PHILADELPHIA -- A longtime congressman set to start a 10-year prison term this month has petitioned a U.S. appeals court to let him remain free while he appeals his racketeering conviction.

Former U.S. Rep. Chaka Fattah, a Philadelphia Democrat, said he expects to win a new trial over errors during his five-defendant trial this year, including the dismissal of a holdout juror.

Fattah also argues his case could be overturned in keeping with a U.S. Supreme Court decision that narrowed the legal definition of bribery in overturning the conviction of former Virginia Gov. Bob McDonnell. The court said there was no evidence McDonnell did anything more than meet with a businessman who had given him gifts.

However, the trial judge in Fattah's case noted that Fattah had sought an ambassadorship for a friend who gave him money and put his girlfriend on the payroll in a "low-show" job. U.S. District Judge Harvey Bartle, in denying Fattah's request to remain free pending appeal, also noted that 13 other counts don't involve bribery.

Fattah, 60, was convicted in June of using more than $600,000 in government grants and non-profit funds on personal and campaign expenses. Four friends or former aides were convicted of related charges.
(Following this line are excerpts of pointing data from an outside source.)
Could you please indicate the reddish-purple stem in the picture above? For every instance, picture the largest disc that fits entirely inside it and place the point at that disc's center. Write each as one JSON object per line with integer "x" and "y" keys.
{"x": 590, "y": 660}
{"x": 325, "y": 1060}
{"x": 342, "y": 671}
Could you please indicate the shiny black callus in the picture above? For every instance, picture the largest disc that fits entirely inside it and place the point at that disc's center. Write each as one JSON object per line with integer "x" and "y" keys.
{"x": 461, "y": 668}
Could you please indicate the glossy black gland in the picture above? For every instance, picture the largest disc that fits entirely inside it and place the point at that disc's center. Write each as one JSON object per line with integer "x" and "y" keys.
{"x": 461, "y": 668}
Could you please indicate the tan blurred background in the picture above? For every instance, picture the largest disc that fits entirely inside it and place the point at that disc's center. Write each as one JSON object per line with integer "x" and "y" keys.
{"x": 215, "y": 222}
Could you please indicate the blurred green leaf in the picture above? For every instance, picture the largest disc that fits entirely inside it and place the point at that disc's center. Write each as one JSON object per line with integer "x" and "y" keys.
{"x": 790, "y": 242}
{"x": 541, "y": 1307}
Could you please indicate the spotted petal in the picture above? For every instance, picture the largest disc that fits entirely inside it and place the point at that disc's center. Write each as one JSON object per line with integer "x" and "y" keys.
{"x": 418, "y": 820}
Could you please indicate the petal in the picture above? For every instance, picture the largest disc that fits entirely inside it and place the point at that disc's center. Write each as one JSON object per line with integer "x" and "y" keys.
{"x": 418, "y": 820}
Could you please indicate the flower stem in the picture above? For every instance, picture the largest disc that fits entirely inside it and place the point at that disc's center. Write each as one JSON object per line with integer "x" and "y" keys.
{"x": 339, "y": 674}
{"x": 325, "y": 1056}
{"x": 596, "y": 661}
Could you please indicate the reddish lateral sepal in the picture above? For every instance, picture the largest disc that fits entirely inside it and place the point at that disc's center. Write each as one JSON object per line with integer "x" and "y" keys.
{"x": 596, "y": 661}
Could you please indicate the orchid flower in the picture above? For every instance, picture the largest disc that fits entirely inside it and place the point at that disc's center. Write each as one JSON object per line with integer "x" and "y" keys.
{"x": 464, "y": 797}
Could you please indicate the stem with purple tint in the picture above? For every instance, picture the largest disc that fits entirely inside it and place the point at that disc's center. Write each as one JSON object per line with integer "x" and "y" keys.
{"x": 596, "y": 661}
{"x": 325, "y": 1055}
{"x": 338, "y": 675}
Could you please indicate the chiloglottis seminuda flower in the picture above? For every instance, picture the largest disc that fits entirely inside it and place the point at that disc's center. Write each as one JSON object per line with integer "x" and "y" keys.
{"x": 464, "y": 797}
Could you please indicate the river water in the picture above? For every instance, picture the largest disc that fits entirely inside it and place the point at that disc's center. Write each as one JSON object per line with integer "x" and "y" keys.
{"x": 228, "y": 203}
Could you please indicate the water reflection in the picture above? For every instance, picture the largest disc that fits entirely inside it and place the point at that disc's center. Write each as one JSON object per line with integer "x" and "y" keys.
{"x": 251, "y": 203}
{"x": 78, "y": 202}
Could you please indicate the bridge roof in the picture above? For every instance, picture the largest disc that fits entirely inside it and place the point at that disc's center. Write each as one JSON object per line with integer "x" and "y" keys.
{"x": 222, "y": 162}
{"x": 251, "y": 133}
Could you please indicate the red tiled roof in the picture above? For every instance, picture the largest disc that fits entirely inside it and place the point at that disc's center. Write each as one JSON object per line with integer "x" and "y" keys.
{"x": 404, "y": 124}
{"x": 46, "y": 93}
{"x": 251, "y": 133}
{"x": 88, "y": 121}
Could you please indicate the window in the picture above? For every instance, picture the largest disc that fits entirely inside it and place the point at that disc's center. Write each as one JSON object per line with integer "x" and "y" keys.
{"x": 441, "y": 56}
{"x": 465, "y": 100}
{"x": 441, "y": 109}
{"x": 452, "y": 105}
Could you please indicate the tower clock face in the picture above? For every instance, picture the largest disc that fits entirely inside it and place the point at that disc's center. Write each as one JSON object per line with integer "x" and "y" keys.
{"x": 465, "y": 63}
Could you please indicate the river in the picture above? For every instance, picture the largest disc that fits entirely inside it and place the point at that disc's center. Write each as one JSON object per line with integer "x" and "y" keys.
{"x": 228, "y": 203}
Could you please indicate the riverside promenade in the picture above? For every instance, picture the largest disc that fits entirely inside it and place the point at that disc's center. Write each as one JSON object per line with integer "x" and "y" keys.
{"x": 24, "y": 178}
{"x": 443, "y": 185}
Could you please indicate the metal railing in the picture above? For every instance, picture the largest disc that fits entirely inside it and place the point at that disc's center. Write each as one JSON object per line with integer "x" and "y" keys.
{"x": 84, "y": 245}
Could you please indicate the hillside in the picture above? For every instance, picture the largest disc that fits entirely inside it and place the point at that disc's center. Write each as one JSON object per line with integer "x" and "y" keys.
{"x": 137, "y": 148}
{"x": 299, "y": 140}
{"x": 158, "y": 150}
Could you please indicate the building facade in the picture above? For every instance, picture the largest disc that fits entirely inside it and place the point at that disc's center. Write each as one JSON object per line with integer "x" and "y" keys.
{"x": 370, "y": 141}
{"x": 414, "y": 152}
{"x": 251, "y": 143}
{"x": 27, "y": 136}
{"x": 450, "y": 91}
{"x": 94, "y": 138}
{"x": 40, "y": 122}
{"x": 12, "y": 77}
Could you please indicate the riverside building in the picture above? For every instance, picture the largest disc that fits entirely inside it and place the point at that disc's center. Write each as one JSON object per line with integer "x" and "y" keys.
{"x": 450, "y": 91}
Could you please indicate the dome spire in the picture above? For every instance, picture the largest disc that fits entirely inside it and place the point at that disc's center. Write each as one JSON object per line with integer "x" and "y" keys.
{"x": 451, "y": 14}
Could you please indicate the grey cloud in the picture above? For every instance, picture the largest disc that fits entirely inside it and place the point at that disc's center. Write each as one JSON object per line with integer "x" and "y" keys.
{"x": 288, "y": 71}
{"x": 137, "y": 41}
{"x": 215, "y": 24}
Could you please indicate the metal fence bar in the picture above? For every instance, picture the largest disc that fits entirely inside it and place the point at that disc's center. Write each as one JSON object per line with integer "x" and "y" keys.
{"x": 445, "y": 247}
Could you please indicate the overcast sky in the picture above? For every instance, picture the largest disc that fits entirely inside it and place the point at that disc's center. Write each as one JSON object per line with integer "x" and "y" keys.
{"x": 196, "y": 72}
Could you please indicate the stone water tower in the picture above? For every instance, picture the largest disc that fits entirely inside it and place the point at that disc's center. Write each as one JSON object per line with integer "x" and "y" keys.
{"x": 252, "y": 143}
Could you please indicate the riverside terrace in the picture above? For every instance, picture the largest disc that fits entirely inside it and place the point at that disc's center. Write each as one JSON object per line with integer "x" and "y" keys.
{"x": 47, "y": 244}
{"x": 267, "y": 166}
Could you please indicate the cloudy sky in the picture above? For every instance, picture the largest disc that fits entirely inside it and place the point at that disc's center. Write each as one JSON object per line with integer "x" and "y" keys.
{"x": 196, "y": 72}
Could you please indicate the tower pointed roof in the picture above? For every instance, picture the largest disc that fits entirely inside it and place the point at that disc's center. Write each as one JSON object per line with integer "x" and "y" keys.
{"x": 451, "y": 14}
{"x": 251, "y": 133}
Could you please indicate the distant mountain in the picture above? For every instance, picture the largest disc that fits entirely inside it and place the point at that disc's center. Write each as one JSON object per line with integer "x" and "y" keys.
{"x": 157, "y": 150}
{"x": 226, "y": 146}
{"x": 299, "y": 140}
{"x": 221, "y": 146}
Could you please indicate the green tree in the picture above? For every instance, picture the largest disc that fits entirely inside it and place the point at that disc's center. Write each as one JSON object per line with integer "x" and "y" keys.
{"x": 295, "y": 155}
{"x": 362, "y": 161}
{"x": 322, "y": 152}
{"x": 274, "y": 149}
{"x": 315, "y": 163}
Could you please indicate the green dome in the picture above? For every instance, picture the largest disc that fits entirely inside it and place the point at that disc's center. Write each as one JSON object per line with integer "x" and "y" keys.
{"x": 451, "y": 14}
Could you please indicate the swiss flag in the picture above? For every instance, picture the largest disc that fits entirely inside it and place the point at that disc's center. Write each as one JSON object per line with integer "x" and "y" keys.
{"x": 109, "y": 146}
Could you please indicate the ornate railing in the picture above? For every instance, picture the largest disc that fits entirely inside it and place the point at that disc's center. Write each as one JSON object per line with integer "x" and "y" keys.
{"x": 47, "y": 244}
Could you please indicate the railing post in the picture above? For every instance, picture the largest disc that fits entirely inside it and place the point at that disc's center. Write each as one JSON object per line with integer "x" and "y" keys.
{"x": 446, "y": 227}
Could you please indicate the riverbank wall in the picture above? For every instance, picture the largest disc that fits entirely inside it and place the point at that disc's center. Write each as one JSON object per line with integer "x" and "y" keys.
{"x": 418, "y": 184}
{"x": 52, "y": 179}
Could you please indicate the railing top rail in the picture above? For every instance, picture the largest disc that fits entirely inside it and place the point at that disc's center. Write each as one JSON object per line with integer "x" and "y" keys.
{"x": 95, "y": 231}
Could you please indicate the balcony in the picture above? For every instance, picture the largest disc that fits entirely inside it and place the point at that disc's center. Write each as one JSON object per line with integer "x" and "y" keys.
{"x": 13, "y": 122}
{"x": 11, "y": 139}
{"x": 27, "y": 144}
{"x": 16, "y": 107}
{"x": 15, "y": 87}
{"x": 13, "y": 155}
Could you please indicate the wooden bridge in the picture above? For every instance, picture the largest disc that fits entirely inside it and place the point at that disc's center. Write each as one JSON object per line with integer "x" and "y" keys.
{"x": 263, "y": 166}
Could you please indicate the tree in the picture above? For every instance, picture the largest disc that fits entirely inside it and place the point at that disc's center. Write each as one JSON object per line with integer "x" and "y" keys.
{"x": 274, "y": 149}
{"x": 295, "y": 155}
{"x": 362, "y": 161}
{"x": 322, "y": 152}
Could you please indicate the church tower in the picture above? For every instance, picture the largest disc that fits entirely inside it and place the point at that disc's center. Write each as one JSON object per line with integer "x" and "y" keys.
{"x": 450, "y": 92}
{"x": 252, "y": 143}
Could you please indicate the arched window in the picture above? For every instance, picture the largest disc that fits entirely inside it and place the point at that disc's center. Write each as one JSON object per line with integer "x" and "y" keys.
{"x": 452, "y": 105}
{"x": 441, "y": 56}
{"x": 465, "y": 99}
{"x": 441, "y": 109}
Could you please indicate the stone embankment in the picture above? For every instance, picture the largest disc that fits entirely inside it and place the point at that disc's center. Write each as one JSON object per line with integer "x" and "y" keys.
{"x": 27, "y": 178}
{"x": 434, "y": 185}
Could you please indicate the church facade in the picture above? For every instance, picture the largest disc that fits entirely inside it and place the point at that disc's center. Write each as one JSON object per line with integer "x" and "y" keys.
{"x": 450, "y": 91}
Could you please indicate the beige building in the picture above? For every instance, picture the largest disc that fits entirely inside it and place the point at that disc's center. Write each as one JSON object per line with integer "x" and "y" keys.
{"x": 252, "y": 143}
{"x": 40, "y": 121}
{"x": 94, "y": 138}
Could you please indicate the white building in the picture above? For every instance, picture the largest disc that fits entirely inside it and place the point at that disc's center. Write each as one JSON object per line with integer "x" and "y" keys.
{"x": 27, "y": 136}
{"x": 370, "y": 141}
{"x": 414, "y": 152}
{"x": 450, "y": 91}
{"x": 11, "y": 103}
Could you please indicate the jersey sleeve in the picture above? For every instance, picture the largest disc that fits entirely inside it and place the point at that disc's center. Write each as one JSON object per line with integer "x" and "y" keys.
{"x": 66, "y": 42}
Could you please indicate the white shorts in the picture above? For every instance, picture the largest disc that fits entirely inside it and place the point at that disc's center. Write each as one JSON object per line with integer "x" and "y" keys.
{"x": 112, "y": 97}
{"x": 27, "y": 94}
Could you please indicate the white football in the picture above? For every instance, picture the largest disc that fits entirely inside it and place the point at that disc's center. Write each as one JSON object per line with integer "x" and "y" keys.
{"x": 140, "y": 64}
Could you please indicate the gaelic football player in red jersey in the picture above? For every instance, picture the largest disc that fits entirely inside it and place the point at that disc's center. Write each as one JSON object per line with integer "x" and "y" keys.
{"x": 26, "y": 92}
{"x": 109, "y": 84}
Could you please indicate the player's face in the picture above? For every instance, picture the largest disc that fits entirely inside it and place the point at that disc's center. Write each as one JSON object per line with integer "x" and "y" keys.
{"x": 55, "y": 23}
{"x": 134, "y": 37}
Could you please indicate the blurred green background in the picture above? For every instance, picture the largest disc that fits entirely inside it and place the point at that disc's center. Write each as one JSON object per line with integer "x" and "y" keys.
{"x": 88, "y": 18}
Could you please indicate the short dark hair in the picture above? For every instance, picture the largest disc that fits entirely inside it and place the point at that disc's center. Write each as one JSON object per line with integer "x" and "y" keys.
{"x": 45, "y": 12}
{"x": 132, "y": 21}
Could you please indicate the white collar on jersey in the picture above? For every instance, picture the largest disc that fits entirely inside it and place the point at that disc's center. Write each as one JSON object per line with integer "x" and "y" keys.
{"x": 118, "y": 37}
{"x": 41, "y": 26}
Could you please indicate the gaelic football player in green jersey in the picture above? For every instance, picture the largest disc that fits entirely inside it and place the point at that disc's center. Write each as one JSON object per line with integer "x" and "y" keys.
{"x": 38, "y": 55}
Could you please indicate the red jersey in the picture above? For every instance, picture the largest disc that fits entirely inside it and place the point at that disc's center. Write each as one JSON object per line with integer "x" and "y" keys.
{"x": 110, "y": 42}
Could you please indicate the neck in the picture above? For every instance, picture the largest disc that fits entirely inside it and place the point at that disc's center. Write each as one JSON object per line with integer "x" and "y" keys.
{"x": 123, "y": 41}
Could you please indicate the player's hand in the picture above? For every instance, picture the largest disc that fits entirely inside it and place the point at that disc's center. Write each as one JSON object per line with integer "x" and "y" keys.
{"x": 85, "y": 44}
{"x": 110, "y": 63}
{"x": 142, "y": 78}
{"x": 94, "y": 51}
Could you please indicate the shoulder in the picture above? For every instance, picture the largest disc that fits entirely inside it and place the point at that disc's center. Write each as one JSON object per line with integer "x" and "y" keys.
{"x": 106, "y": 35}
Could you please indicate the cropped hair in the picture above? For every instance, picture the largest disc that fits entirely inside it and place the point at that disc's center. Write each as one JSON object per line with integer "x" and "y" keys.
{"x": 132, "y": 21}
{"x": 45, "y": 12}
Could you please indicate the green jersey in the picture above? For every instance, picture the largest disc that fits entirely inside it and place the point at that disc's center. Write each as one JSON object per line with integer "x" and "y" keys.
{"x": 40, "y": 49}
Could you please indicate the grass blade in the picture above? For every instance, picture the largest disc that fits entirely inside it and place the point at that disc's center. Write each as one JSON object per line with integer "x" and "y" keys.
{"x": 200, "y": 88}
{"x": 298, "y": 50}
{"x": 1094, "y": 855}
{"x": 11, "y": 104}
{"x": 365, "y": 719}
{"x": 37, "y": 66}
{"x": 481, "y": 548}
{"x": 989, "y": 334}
Bartle dismissed the holdout juror after his clerk, on the first day of deliberations, heard the man say that he would cause a deadlock "no matter what." Other jurors then told the judge he was refusing to deliberate.

"While district courts possess a great deal of discretion in managing the conduct of a trial and in addressing legitimate juror misconduct, the record here establishes a substantial question regarding the court's action," Fattah's lawyers wrote in a Dec. 30 motion.

A juror's refusal to deliberate, bias toward one side, or intent to ignore the law are all grounds for dismissal, courts have found. The newly constituted panel in Fattah's case convicted him days later on all counts, and all four co-defendants on at least some counts.

Fattah's 11 terms in Congress include a stint on the powerful House Appropriations Committee.

He ran into financial problems when he ran for mayor of Philadelphia in 2007 just as the city passed strict new campaign finance limits. As he struggled amid a strong primary field, he took an illegal $1 million loan from a friend. He then used federal grants and funds from non-profit groups run by his former aides to pay some of it back, the jury found.

Fattah resigned after the June conviction. His son, Chaka Fattah Jr., is serving a five-year term in an overlapping bank fraud case at a federal prison in Milan, Michigan.

Federal prosecutors oppose his motion to remain free.